Personal information
- Born: February 18, 1992 (age 34) Beirut, Lebanon
- Listed height: 6 ft 8 in (2.03 m)
- Listed weight: 220 lb (100 kg)

Career information
- High school: The Patterson School (Lenoir, North Carolina); Mountain State Academy (Eureka, Montana); Christian Life Center Academy (Humble, Texas);
- College: Rice (2011–2012)
- NBA draft: 2013: undrafted
- Playing career: 2010–present

Career history
- 2012–2015: Sporting Al Riyadi Beirut
- 2015–2016: Homenetmen Beirut
- 2017–2019: Champville SC
- 2019–2020: Homenetmen Beirut
- 2021–2023: Dynamo Lebanon
- 2023–2024: Sagesse Club
- 2024–present: Homenetmen Beirut

= Ahmad Ibrahim (basketball) =

Lebanese basketball player (born 1992)

Ahmad Ali Ibrahim (إبراهيم أحمد, born February 18, 1992) is a Lebanese professional basketball player for Homenetmen Beirut of the Lebanese Basketball League. He was a member of the Lebanon national basketball team for the 2010 William Jones Cup. During the 2012 off-season, Ahmad left the Rice Owls to pursue a professional career in Lebanon.

==High school==
During 2008–09, he attended The Patterson School in Lenoir, North Carolina. However, the school closed for funding reasons in 2009. For his junior year, he attended Mountain State Academy and for his senior year, he attended Christian Life Center Academy in Humble, Texas. As a senior, he averaged 18 points, nine rebounds and four assists while seeing playing time at all three perimeter positions. He helped lead his high school team to a 30-5 record.

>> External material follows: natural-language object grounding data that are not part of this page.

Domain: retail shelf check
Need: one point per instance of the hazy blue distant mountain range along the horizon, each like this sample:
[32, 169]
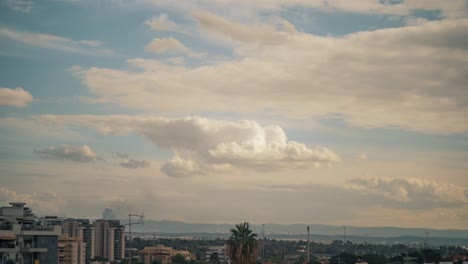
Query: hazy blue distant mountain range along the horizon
[299, 231]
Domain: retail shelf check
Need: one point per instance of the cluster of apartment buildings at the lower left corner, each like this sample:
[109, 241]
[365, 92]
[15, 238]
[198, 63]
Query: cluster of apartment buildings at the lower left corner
[28, 239]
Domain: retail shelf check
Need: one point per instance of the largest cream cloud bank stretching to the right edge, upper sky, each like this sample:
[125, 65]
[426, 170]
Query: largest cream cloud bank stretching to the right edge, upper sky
[411, 78]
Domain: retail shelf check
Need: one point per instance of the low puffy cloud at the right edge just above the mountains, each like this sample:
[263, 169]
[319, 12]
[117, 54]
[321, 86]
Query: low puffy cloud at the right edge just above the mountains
[415, 193]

==Youth national team (U-18)==
During the FIBA Asia Under-18 Championship 2008, Ahmad was then 16. He averaged 32.6 points per game during that tournament. Ibrahim is considered as future hope of Lebanese basketball. Ahmad also played in the 2010 FIBA Asia Under-18 Championship.

==Rice University==
Ahmad committed to the Rice Owls. In 33 games, he averaged 6.2ppg, 1.9rpg, and 1.0apg.

==Personal life==

Ahmad is the cousin of fellow Lebanese basketball player Mohammed Ibrahim.